Я же в этот момент смотрел наверх, на облака, летящие по ветру и затягивающие декабрьское небо, делая его серым, отчего дневной свет короткого зимнего дня быстро тускнел. Окидывая бивак взглядом, я наблюдал, как большинство солдат по-прежнему дремлют возле костров. И в этот момент я думал о том, что надо бы уже расшевелить все это «сонное царство». Если, конечно, мы хотим добраться засветло до ближайшей деревни, обозначенной на карте.
Но, мне никого расшевеливать не пришлось. Поскольку в этот момент прискакал неутомимый Дорохов, которому я поручил организацию охраны нашего временного лагеря. Поручик громко кричал:
— Замечена французская кавалерия! Сюда скачет целый эскадрон!
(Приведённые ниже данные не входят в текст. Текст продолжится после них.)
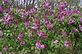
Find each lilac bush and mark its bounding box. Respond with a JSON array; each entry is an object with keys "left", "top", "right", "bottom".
[{"left": 0, "top": 0, "right": 82, "bottom": 54}]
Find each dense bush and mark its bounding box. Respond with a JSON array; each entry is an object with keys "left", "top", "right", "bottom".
[{"left": 0, "top": 0, "right": 82, "bottom": 54}]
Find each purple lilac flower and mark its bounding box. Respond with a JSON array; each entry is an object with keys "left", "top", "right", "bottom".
[
  {"left": 4, "top": 15, "right": 12, "bottom": 25},
  {"left": 46, "top": 22, "right": 51, "bottom": 30},
  {"left": 32, "top": 18, "right": 40, "bottom": 29},
  {"left": 3, "top": 47, "right": 7, "bottom": 52},
  {"left": 58, "top": 2, "right": 67, "bottom": 11},
  {"left": 53, "top": 40, "right": 59, "bottom": 45},
  {"left": 73, "top": 28, "right": 78, "bottom": 32},
  {"left": 68, "top": 18, "right": 75, "bottom": 25},
  {"left": 36, "top": 41, "right": 45, "bottom": 49},
  {"left": 37, "top": 31, "right": 47, "bottom": 38},
  {"left": 80, "top": 26, "right": 82, "bottom": 31},
  {"left": 30, "top": 34, "right": 33, "bottom": 39},
  {"left": 0, "top": 5, "right": 3, "bottom": 12},
  {"left": 79, "top": 18, "right": 82, "bottom": 23},
  {"left": 20, "top": 41, "right": 25, "bottom": 46},
  {"left": 42, "top": 0, "right": 49, "bottom": 9},
  {"left": 8, "top": 6, "right": 13, "bottom": 15},
  {"left": 0, "top": 31, "right": 3, "bottom": 37},
  {"left": 75, "top": 9, "right": 80, "bottom": 14},
  {"left": 17, "top": 33, "right": 23, "bottom": 40},
  {"left": 62, "top": 32, "right": 68, "bottom": 37},
  {"left": 64, "top": 40, "right": 71, "bottom": 48},
  {"left": 25, "top": 20, "right": 30, "bottom": 28},
  {"left": 4, "top": 0, "right": 8, "bottom": 4}
]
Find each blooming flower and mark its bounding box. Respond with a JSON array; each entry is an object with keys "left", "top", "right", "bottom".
[
  {"left": 37, "top": 31, "right": 46, "bottom": 38},
  {"left": 4, "top": 0, "right": 8, "bottom": 4},
  {"left": 0, "top": 31, "right": 3, "bottom": 37},
  {"left": 79, "top": 18, "right": 82, "bottom": 23},
  {"left": 68, "top": 18, "right": 75, "bottom": 25},
  {"left": 20, "top": 41, "right": 25, "bottom": 46},
  {"left": 58, "top": 2, "right": 67, "bottom": 11},
  {"left": 73, "top": 28, "right": 78, "bottom": 32},
  {"left": 30, "top": 34, "right": 33, "bottom": 38},
  {"left": 53, "top": 40, "right": 59, "bottom": 45},
  {"left": 80, "top": 26, "right": 82, "bottom": 31},
  {"left": 62, "top": 32, "right": 67, "bottom": 37},
  {"left": 25, "top": 20, "right": 30, "bottom": 27},
  {"left": 0, "top": 5, "right": 3, "bottom": 12},
  {"left": 17, "top": 33, "right": 23, "bottom": 40},
  {"left": 36, "top": 40, "right": 45, "bottom": 49},
  {"left": 3, "top": 47, "right": 7, "bottom": 52},
  {"left": 64, "top": 40, "right": 71, "bottom": 48}
]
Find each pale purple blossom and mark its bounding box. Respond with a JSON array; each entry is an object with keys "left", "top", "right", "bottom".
[
  {"left": 0, "top": 5, "right": 4, "bottom": 12},
  {"left": 4, "top": 0, "right": 9, "bottom": 4},
  {"left": 17, "top": 33, "right": 23, "bottom": 40},
  {"left": 73, "top": 28, "right": 78, "bottom": 32},
  {"left": 36, "top": 40, "right": 45, "bottom": 49},
  {"left": 79, "top": 18, "right": 82, "bottom": 23},
  {"left": 64, "top": 40, "right": 72, "bottom": 48},
  {"left": 53, "top": 40, "right": 59, "bottom": 45},
  {"left": 68, "top": 18, "right": 75, "bottom": 25},
  {"left": 20, "top": 41, "right": 25, "bottom": 46},
  {"left": 37, "top": 30, "right": 47, "bottom": 38},
  {"left": 80, "top": 26, "right": 82, "bottom": 31}
]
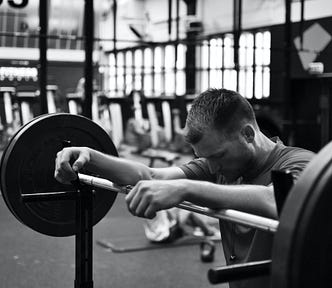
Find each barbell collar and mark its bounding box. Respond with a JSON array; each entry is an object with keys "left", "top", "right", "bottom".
[{"left": 77, "top": 173, "right": 279, "bottom": 233}]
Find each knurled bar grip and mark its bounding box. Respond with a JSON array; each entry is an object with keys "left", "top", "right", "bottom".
[{"left": 78, "top": 173, "right": 279, "bottom": 233}]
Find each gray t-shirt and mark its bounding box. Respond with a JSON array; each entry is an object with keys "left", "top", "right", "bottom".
[{"left": 180, "top": 138, "right": 315, "bottom": 288}]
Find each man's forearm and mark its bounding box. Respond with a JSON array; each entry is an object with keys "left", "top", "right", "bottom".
[
  {"left": 86, "top": 149, "right": 151, "bottom": 185},
  {"left": 183, "top": 180, "right": 277, "bottom": 219}
]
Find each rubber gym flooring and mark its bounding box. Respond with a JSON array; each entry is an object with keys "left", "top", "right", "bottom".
[{"left": 0, "top": 147, "right": 228, "bottom": 288}]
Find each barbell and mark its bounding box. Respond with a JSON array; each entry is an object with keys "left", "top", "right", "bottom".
[{"left": 1, "top": 113, "right": 332, "bottom": 288}]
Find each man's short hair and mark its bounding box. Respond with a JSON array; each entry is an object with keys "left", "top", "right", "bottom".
[{"left": 186, "top": 88, "right": 257, "bottom": 144}]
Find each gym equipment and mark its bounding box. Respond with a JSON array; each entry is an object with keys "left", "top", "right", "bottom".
[
  {"left": 1, "top": 113, "right": 117, "bottom": 237},
  {"left": 1, "top": 113, "right": 332, "bottom": 288}
]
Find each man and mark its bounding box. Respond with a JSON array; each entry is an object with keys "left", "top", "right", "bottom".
[{"left": 55, "top": 89, "right": 314, "bottom": 288}]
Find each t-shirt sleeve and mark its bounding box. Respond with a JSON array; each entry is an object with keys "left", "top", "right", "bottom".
[
  {"left": 180, "top": 158, "right": 216, "bottom": 182},
  {"left": 280, "top": 148, "right": 315, "bottom": 181}
]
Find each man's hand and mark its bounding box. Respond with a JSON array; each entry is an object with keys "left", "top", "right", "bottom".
[
  {"left": 54, "top": 147, "right": 90, "bottom": 184},
  {"left": 126, "top": 179, "right": 186, "bottom": 219}
]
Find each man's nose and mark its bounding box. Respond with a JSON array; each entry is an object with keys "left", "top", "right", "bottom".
[{"left": 207, "top": 160, "right": 219, "bottom": 174}]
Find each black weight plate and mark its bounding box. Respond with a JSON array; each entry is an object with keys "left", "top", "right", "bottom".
[
  {"left": 0, "top": 113, "right": 118, "bottom": 237},
  {"left": 271, "top": 142, "right": 332, "bottom": 288}
]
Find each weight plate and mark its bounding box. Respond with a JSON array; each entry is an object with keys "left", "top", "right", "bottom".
[
  {"left": 0, "top": 113, "right": 118, "bottom": 237},
  {"left": 271, "top": 142, "right": 332, "bottom": 288}
]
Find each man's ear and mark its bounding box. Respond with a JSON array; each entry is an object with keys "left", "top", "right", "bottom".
[{"left": 241, "top": 124, "right": 255, "bottom": 143}]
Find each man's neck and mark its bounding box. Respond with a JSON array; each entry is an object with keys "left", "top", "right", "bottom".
[{"left": 243, "top": 132, "right": 277, "bottom": 179}]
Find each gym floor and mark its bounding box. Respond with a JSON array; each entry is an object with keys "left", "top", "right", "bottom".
[{"left": 0, "top": 150, "right": 228, "bottom": 288}]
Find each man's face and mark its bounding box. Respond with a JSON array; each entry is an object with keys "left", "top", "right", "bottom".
[{"left": 192, "top": 130, "right": 253, "bottom": 182}]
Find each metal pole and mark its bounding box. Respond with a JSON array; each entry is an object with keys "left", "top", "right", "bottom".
[
  {"left": 82, "top": 0, "right": 94, "bottom": 119},
  {"left": 284, "top": 0, "right": 296, "bottom": 144},
  {"left": 78, "top": 173, "right": 279, "bottom": 233},
  {"left": 233, "top": 0, "right": 245, "bottom": 91},
  {"left": 38, "top": 0, "right": 48, "bottom": 114}
]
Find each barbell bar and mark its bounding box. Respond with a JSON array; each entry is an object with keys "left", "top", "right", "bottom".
[{"left": 77, "top": 173, "right": 279, "bottom": 233}]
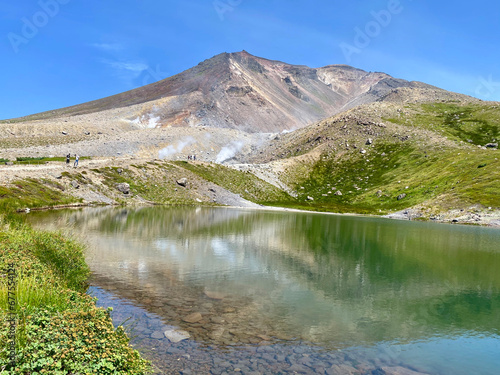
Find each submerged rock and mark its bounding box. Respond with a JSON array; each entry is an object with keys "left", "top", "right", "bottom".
[{"left": 164, "top": 329, "right": 191, "bottom": 342}]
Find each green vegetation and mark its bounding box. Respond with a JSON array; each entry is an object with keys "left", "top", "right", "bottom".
[
  {"left": 288, "top": 103, "right": 500, "bottom": 214},
  {"left": 0, "top": 218, "right": 148, "bottom": 374},
  {"left": 290, "top": 143, "right": 500, "bottom": 213},
  {"left": 0, "top": 179, "right": 80, "bottom": 216},
  {"left": 385, "top": 103, "right": 500, "bottom": 146},
  {"left": 174, "top": 161, "right": 294, "bottom": 204}
]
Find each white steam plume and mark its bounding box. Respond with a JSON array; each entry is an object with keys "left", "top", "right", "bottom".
[{"left": 215, "top": 141, "right": 244, "bottom": 163}]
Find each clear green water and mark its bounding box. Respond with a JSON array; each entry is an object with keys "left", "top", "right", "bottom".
[{"left": 30, "top": 207, "right": 500, "bottom": 374}]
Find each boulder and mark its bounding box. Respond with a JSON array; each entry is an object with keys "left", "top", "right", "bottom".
[
  {"left": 115, "top": 182, "right": 130, "bottom": 194},
  {"left": 182, "top": 312, "right": 203, "bottom": 323}
]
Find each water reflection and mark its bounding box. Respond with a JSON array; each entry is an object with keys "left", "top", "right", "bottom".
[{"left": 32, "top": 207, "right": 500, "bottom": 374}]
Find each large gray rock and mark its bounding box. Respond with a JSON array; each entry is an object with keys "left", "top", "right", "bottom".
[
  {"left": 115, "top": 182, "right": 130, "bottom": 194},
  {"left": 182, "top": 312, "right": 203, "bottom": 323}
]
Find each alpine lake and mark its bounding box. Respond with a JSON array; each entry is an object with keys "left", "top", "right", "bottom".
[{"left": 28, "top": 207, "right": 500, "bottom": 375}]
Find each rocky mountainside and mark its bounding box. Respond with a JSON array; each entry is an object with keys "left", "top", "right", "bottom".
[{"left": 4, "top": 51, "right": 466, "bottom": 136}]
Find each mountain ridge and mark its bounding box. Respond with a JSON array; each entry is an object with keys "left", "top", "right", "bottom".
[{"left": 3, "top": 51, "right": 476, "bottom": 132}]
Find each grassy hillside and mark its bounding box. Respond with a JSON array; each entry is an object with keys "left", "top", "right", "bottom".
[{"left": 277, "top": 103, "right": 500, "bottom": 214}]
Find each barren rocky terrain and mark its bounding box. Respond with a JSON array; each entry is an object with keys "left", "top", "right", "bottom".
[{"left": 0, "top": 52, "right": 500, "bottom": 226}]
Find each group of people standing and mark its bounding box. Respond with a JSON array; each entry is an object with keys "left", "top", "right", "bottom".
[{"left": 66, "top": 152, "right": 80, "bottom": 168}]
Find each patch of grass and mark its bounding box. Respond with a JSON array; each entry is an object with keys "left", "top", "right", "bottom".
[
  {"left": 0, "top": 179, "right": 80, "bottom": 213},
  {"left": 384, "top": 103, "right": 500, "bottom": 146},
  {"left": 296, "top": 143, "right": 500, "bottom": 214},
  {"left": 174, "top": 161, "right": 294, "bottom": 204},
  {"left": 0, "top": 217, "right": 149, "bottom": 375}
]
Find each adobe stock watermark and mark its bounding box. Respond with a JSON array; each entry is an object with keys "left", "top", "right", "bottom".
[
  {"left": 7, "top": 0, "right": 71, "bottom": 53},
  {"left": 212, "top": 0, "right": 243, "bottom": 21},
  {"left": 476, "top": 74, "right": 500, "bottom": 99},
  {"left": 339, "top": 0, "right": 412, "bottom": 63}
]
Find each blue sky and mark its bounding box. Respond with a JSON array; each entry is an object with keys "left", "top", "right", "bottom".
[{"left": 0, "top": 0, "right": 500, "bottom": 119}]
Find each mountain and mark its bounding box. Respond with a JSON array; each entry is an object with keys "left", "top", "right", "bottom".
[{"left": 4, "top": 51, "right": 467, "bottom": 133}]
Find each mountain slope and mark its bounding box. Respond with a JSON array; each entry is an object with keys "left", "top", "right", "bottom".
[
  {"left": 2, "top": 51, "right": 468, "bottom": 132},
  {"left": 251, "top": 102, "right": 500, "bottom": 218}
]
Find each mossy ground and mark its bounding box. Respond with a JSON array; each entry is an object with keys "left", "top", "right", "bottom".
[{"left": 0, "top": 218, "right": 148, "bottom": 374}]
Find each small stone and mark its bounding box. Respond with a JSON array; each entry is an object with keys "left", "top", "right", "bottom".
[
  {"left": 205, "top": 290, "right": 226, "bottom": 300},
  {"left": 115, "top": 182, "right": 130, "bottom": 194},
  {"left": 175, "top": 177, "right": 187, "bottom": 187},
  {"left": 151, "top": 331, "right": 163, "bottom": 340}
]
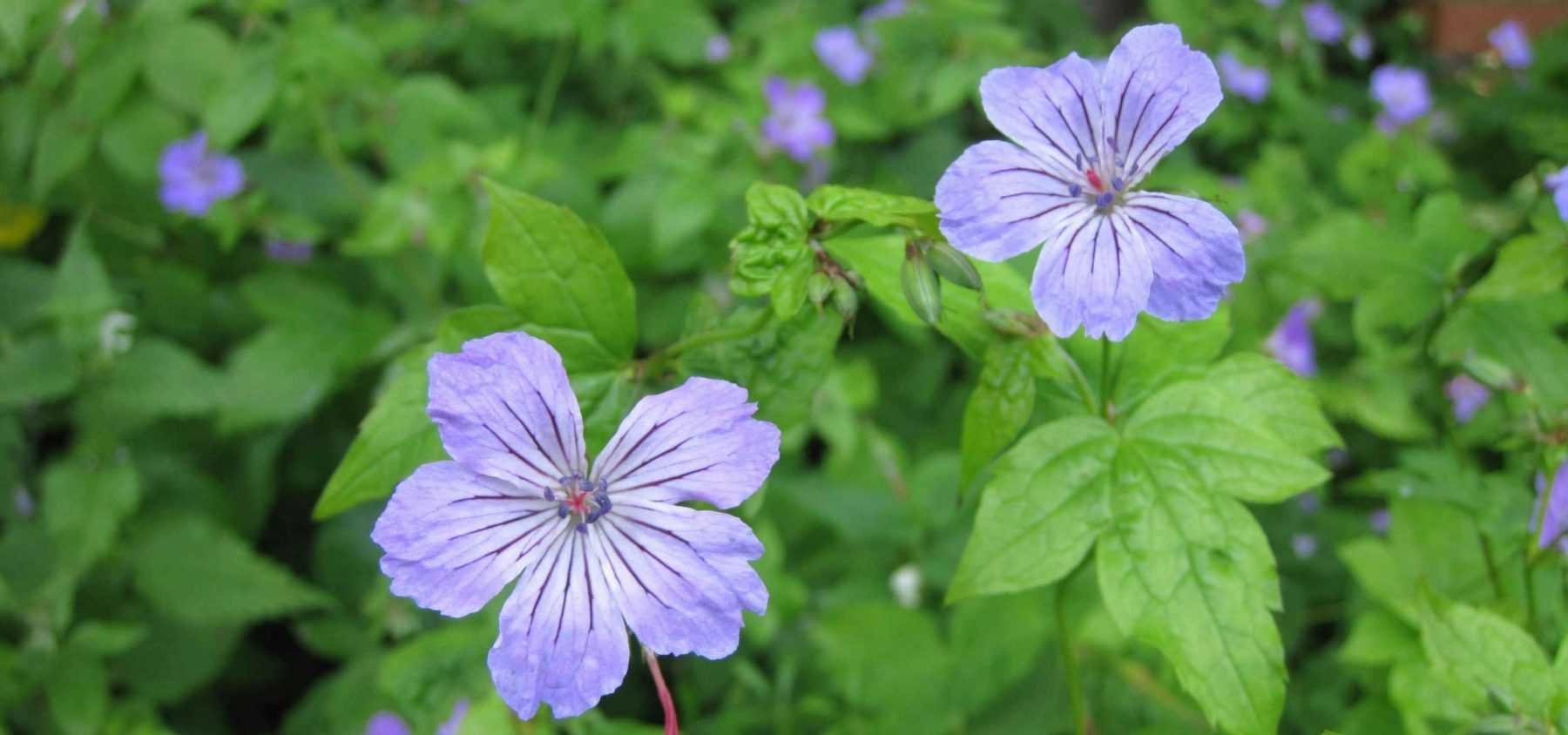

И уже от одного этого крика весь наш походный бивак пришел в движение. Солдаты, которые только что, вроде бы, сладко спали, укрывшись ельником, вскакивали от костров и, хватая оружие, тут же начинали его чистить, чтобы потом зарядить. А процесс заряжания был весьма непростым, в дюжину этапов. По команде «Заряжай!» боец брал ружье, потом открывал пороховую полку, потом вытаскивал из патронташа-лядунки бумажный патрон с отмерянным заранее количеством пороха, потом этот патрон разрывал, насыпая порох на полку ружья и закрывая ее. И только после этого солдат помещал пороховой заряд в ствол, а сверху него забивал пулю с помощью шомпола. Заряженное ружье следовало поднять в положение «На плечо». Все эти приготовления солдаты немедленно начали проделывать по моей команде, которую повторяли во все концы лагеря унтер-офицеры.